The Weiwei Irrigation Scheme, started over three decades ago in West Pokot County is contributing to steady food supply in the region, producing more than 80 tonnes of food and seeds annually.
The region classified as the semi-arid zone, initially relied on relief food owing to poor rainfall patterns leading to crop failure, but the irrigation scheme has now become a reliable income generator for residents, with farmers drawing between Sh80 to Sh100 million annually.
Speaking in Sigor Wednesday, Kerio Valley Development Authority (KVDA) Managing Director (MD) Sammy Naporos stated that the scheme has boosted social economic activities in terms of access to food, employment creation, health and education.
Naporos said the scheme is premised on maize seed production through irrigation, whose product is sold to Kenya Seed Company Limited.
The project is good for socio-economic development which has seen opening up of the region, once known for cattle rustling and banditry.
“The project was set up to mitigate drought and cattle rustling in ASAL areas and is currently supporting more than six constituencies in the North Rift region in terms of food security. It is one of the transformative projects in the country and it is recording high yields,” said Naporos.

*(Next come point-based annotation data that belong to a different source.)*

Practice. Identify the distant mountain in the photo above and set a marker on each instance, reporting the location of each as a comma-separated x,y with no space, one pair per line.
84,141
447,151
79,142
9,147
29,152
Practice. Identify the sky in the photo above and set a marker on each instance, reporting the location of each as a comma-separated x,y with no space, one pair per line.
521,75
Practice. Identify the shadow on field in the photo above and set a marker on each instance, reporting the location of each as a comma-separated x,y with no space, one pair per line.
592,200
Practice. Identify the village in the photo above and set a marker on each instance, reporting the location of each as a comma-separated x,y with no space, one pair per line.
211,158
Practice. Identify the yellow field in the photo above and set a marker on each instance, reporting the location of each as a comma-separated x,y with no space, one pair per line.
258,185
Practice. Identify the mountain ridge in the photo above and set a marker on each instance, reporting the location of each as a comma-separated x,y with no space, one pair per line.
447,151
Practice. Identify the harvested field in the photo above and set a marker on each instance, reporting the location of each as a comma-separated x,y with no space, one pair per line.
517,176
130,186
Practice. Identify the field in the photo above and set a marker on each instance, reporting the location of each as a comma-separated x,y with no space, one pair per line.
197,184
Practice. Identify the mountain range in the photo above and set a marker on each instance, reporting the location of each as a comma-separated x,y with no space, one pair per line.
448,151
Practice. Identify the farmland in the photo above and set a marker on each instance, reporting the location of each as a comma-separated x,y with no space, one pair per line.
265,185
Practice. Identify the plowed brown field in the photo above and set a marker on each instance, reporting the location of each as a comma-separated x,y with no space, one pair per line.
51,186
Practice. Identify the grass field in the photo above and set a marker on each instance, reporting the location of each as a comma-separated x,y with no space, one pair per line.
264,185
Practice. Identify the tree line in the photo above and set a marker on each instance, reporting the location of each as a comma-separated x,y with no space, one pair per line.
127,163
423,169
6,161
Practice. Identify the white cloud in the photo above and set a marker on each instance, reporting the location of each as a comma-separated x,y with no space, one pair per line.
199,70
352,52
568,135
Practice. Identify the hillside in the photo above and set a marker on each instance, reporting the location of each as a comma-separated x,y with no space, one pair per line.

The MD noted that there has been a challenge in accessing certified seeds and through KVDA and farmer cooperatives, famers have been able to embark on the production of quality seeds, which yields higher returns than the normal ones.
Naporos said the irrigation scheme has helped upgrade residents’ living standards, since they sell their produce at good prices.

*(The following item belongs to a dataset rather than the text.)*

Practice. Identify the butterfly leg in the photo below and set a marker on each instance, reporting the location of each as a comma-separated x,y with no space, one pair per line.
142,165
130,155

“Most of the farmers under the irrigation scheme are able to raise school fees for their children without difficulties because of the handsome pay they earn from the scheme. We are committed to see that residents no longer rely on relief food,” he reiterated.
He said that the authority was modernizing farming in the region to ensure farmers access and compete on international markets.

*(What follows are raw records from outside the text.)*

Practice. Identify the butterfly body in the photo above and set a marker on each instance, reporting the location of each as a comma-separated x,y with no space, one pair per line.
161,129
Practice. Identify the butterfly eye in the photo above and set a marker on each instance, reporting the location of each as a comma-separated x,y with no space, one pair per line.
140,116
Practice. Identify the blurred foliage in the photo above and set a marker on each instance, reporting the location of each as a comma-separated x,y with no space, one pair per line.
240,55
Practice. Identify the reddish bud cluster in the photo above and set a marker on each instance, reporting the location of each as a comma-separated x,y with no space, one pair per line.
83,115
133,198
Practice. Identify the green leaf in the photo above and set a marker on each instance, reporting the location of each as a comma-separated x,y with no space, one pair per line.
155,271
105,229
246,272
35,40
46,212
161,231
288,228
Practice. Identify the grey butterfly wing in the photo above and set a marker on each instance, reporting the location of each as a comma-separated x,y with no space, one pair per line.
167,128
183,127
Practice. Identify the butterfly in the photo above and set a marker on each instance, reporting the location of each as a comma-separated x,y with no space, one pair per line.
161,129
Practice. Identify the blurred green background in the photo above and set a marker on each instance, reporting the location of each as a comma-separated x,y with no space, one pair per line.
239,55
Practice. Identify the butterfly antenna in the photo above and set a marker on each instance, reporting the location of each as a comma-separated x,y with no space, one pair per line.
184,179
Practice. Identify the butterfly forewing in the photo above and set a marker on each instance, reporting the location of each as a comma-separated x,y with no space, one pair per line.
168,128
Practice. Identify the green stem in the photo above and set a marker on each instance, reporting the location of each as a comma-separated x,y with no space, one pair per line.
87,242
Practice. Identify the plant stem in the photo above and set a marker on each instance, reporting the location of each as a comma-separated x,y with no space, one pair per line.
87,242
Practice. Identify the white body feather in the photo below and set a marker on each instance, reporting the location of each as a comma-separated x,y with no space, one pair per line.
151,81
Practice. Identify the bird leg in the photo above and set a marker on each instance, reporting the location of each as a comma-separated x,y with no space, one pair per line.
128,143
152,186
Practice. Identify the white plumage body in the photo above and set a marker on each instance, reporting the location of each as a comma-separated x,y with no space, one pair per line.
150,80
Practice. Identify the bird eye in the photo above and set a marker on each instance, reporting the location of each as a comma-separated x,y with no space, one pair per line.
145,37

“We cannot rely on rain-fed agriculture as rainfall is unpredictable and uncertain. We must support farmers to excel. The farmers have now embraced new farming technologies to increase and boost food production after the programme was revived in 2013,” he said.
Naporos revealed that currently the scheme has 550 acres of land supporting 275 households for phases one and two, but they have since embarked on phase three targetting700 acres, where contractors are already on site.
Towards realization of Vision 2030, the MD says, the scheme is helping in improving the nutritional aspects of the residents.
“We are going to transform Kapenguria, Tiaty and Kacheliba, Lokichar and lower part of Turkana and Lokichar. There are other components of value addition, shelling of maize at the seeds processing plant and farmers are able to do grading of seeds before taking them for packaging,” explained Naporos.
He said that the scheme has been rated among the best in the entire country, with farmers having plans to establish their own seed packaging in the area.
The scheme has been significant in bringing cohesion between warring communities, arising from cattle rustling, thus food production and availability will support the initiative.
“Sigor was a corridor for cattle rustlers. The scheme will help in uplifting the lives of residents in Tiaty, Kacheliba and Turkwel to curtail and reduce cattle rustling. It has helped in the establishment of Sigor town,” he revealed.
For diversification and improvement of the ecosystem in the area, Naporos highlighted that the scheme has 2 million mango seedlings and other fruits to support agro-forestry and nutrition.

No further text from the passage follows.